Tiongkok: Dengan Eropa Bersama-sama Menolak Proteksionisme Perdagangan 
        2018-04-08 12:35:24  CRI 
      Konselor Perdagangan Misi Diplomatik Tiongkok untuk Uni Eropa (UE) Xia 
Xiang kemarin (7/4) mengatakan, Tiongkok bukan satu-satunya penderita akibat 
"301 investigasi" AS, sedang UE juga beberapa menjadi sasaran "301 investigasi" 
sehingga mengalami kerugian. Pada saat ini, Tiongkok dan UE harus bergandengan 
tangan untuk menolak dan mencegah aksi AS tersebut.

      Kepada wartawan Kantor Berita Xinhua, Xia Xiang mengatakan, di bawah 
latar belakang globalisasi ekonomi, berbagai macam sumber produksi diatur 
kembali di dunia, sebagai negara manufaktur yang besar, banyak bahan baku 
industri, komponen dan produk teknologi yang digunakan Tiongkok diimpor dari 
negara-negara maju, termasuk UE. Banyak tokoh industri UE menyatakan kepadanya 
bahwa tiada pihak pemenang dalam persengketaan perdagangan yang dipicu oleh AS, 
hanya akan mensabot tata perdagangan dunia.

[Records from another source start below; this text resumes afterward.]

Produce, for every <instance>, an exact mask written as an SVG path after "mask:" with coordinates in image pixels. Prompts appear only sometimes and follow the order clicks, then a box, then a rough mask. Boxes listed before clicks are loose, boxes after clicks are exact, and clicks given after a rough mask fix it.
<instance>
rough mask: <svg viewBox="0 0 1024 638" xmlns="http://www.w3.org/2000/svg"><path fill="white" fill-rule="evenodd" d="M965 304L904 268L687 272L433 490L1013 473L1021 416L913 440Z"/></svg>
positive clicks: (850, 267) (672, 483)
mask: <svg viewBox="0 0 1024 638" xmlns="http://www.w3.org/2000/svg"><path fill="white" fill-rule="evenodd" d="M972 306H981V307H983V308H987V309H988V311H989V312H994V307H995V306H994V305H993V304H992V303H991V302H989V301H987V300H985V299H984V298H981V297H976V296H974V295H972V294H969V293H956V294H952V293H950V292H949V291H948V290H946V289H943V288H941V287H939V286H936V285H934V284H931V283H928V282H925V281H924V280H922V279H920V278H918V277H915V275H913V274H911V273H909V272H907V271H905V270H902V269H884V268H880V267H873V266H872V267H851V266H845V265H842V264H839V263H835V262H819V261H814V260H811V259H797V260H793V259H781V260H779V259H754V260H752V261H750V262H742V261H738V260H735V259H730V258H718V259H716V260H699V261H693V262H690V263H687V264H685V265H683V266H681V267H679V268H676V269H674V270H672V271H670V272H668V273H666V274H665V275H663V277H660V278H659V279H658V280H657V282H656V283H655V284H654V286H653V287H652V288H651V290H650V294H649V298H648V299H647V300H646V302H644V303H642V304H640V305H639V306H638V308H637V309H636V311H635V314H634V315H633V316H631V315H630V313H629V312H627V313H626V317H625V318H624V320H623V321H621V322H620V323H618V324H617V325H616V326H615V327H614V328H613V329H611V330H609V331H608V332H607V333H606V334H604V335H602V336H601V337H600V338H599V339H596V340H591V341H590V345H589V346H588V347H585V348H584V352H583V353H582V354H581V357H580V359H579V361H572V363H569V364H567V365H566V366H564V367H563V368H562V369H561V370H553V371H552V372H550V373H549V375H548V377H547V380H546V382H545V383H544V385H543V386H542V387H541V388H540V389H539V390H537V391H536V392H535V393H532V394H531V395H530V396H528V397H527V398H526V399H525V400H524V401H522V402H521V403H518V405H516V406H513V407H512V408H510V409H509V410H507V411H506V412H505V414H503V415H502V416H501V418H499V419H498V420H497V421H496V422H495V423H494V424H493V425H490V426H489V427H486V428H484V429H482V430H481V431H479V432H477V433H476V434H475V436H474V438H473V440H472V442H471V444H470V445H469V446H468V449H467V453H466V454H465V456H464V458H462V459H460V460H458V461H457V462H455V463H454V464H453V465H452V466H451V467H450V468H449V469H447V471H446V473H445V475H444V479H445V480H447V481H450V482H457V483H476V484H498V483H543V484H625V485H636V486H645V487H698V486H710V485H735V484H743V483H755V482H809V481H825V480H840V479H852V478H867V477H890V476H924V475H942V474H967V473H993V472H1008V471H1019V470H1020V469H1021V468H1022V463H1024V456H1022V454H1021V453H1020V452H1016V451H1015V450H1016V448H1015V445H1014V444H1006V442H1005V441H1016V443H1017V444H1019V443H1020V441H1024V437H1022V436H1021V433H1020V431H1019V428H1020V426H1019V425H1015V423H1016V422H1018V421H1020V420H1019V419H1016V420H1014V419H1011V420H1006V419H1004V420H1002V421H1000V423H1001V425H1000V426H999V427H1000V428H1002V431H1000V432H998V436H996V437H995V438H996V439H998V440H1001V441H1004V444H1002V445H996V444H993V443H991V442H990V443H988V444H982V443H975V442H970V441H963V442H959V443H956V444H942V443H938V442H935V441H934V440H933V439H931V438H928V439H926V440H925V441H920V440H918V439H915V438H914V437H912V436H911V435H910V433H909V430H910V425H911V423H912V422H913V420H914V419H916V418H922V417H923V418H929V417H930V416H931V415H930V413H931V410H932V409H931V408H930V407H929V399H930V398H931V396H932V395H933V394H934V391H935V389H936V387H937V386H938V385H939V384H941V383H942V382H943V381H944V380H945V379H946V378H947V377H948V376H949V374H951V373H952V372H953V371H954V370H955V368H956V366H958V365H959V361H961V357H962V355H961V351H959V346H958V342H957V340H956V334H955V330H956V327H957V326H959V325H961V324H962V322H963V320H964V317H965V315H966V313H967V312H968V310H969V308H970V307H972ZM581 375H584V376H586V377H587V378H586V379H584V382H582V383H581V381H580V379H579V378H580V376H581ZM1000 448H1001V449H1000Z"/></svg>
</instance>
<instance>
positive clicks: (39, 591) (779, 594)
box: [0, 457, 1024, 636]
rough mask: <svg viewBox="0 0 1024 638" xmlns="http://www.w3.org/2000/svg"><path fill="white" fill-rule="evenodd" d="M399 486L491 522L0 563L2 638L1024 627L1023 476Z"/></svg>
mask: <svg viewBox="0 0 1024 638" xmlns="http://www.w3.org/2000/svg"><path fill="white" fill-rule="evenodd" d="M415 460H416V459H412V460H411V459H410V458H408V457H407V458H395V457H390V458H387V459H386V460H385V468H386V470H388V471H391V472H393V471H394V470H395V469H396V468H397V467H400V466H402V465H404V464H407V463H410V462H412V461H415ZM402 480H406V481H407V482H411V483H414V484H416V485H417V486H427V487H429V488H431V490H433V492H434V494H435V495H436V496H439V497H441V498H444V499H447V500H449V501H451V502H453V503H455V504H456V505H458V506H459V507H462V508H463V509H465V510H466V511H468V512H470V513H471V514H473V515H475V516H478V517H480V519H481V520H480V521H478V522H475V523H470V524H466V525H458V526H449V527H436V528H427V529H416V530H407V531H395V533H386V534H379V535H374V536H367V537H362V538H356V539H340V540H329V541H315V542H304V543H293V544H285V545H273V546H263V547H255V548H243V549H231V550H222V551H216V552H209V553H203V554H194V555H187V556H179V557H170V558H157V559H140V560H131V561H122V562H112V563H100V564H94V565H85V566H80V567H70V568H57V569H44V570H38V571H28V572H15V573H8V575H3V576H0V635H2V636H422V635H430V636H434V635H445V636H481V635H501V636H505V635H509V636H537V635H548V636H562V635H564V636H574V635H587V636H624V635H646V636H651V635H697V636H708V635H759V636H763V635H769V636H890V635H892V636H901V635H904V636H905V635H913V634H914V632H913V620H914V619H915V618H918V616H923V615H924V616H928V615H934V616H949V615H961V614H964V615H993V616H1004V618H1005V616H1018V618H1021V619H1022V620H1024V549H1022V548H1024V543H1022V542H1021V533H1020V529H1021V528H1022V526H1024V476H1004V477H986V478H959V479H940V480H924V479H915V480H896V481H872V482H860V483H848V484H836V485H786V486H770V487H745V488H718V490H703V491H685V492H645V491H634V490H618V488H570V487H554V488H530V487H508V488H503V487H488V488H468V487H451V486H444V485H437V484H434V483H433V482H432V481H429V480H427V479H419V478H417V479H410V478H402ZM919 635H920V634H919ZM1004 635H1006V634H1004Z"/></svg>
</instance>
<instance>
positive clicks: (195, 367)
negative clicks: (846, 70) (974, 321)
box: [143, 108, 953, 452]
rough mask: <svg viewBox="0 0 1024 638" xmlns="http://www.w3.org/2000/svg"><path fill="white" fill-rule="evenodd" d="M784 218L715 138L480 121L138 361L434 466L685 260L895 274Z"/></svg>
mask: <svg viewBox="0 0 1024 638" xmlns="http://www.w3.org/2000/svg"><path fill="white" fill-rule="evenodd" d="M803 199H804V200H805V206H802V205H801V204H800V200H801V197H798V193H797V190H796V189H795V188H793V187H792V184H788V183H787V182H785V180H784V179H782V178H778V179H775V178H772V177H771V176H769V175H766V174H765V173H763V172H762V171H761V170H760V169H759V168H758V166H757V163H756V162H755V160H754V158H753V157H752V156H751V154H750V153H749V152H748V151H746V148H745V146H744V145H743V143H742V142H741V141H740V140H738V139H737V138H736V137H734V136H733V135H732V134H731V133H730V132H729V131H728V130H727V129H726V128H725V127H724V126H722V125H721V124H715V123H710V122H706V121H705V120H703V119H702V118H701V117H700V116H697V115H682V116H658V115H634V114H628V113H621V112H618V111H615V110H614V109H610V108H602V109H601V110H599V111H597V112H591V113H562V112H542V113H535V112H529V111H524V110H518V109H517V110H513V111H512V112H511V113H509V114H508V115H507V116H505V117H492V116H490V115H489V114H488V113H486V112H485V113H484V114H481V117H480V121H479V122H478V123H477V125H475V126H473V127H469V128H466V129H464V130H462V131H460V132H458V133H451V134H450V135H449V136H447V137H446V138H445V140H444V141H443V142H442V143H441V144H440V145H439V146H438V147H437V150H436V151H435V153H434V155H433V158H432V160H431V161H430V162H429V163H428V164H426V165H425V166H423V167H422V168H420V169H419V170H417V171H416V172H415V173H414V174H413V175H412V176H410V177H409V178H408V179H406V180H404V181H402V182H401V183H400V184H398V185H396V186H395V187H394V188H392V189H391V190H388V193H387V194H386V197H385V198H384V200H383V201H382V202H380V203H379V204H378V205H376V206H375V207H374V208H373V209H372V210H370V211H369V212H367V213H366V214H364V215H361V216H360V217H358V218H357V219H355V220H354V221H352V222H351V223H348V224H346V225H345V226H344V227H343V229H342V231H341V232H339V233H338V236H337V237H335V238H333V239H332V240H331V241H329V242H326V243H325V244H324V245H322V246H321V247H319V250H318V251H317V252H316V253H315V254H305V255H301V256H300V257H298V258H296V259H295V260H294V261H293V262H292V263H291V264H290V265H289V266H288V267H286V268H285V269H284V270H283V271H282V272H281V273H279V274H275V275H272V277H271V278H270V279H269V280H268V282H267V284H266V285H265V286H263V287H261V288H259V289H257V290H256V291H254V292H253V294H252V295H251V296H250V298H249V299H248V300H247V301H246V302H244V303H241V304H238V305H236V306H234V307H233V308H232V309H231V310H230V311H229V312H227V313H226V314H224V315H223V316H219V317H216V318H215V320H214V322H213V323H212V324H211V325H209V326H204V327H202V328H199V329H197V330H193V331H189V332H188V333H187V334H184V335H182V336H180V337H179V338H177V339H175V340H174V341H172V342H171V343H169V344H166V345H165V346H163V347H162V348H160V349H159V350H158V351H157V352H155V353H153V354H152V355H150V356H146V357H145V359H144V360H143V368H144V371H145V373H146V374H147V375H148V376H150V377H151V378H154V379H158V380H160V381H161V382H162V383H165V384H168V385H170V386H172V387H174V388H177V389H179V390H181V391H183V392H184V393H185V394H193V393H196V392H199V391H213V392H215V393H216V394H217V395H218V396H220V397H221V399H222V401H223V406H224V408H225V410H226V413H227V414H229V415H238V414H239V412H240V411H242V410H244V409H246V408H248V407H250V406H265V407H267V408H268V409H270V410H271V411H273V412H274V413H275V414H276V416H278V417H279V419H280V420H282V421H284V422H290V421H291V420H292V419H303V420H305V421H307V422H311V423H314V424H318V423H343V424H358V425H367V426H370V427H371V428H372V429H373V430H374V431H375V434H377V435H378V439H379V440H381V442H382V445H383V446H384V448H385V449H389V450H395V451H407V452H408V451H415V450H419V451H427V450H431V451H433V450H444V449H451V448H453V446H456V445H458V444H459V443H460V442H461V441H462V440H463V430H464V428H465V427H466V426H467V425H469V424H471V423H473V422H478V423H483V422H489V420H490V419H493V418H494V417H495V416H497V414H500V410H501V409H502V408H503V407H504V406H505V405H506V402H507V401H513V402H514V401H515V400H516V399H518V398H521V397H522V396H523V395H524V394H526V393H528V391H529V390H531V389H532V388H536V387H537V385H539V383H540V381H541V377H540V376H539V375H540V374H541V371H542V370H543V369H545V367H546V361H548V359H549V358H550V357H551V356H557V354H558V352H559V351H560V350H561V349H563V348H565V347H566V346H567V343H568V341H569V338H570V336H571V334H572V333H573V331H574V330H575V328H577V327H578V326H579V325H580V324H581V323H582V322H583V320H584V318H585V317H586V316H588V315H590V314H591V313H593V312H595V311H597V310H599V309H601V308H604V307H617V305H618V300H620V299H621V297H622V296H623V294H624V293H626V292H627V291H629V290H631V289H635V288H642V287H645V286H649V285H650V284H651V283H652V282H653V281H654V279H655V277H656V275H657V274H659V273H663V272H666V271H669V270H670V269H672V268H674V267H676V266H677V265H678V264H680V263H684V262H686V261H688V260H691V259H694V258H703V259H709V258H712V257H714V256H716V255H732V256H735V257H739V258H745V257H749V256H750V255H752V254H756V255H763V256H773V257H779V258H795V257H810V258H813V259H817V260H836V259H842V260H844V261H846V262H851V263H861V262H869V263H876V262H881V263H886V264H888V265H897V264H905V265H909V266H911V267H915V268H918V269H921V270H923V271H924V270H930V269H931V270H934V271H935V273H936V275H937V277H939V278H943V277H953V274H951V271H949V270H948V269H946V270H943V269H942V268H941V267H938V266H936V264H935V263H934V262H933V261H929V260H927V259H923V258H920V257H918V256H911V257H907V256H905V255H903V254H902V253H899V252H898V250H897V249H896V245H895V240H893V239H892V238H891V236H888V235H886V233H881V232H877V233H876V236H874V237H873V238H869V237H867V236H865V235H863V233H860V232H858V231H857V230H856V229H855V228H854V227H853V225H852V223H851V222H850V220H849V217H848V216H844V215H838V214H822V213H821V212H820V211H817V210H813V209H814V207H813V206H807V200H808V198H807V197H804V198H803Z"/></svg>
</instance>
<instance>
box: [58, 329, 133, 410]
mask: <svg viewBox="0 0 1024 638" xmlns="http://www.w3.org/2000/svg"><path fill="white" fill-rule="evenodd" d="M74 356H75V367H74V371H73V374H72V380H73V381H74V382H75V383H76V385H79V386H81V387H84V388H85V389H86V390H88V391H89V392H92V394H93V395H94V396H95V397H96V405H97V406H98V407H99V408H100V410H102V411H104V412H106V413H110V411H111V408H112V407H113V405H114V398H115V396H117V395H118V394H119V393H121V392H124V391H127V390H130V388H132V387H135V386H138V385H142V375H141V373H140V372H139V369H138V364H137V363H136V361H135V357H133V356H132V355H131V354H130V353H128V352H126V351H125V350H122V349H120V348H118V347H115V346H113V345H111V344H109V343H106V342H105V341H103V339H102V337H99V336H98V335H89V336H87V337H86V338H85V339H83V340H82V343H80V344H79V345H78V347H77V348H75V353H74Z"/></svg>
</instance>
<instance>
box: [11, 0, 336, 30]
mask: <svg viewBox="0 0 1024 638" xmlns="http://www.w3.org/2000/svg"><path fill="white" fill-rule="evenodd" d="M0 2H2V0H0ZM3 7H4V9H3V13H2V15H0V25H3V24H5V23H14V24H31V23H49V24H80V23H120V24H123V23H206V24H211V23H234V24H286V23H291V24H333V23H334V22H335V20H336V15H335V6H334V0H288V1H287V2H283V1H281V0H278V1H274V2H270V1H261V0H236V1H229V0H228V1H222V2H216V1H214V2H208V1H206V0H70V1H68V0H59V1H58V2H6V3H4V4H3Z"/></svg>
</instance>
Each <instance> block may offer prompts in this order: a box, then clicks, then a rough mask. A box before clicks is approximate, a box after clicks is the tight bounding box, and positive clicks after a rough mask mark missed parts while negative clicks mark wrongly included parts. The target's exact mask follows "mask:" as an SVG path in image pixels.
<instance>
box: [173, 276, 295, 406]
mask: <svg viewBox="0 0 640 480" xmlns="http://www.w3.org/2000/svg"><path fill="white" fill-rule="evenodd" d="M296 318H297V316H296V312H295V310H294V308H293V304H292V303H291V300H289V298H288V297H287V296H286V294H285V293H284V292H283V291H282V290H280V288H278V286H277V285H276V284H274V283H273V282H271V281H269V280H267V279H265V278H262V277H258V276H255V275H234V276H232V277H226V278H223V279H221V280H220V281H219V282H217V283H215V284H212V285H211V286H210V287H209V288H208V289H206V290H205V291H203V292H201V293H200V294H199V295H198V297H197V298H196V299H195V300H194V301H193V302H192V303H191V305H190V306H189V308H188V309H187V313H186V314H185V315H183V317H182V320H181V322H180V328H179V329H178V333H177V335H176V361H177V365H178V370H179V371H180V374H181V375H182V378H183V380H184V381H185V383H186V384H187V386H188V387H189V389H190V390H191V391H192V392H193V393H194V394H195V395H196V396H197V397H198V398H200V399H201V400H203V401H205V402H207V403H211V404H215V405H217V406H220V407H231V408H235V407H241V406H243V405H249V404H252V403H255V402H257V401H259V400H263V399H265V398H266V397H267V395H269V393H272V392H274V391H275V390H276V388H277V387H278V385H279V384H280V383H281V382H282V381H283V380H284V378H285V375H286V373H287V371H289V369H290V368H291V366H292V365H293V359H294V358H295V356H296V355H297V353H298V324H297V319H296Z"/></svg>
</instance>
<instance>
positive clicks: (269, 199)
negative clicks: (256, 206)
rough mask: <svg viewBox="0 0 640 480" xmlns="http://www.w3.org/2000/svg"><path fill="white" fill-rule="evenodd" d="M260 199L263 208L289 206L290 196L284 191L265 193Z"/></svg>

      Xia Xiang mengatakan, dalam pertukaran dengannya, para tokoh politik dan 
bisnis UE beramai-ramai menunjukkan, baik "301 investigasi" AS maupun investasi 
keamanan AS terhadap impor produk besi dan aluminium, semua adalah perbuatan 
proteksionisme AS.

      Xia Xiang mengatakan, AS menyebutkan tujuannya adalah untuk memelihara 
keamanan nasional, namun langkah itu sama sekali tergolong aksi proteksionisme, 
dan pasti akan menimbulkan gangguan kepada sistem perdagangan multilateral, 
yang dengan WTO sebagai intinya. Sebagai mitra strategis komprehensif, Tiongkok 
dan UE harus bergandengan tangan untuk menolak proteksionisme perdagangan dan 
memelihara ketertiban perdagangan dunia.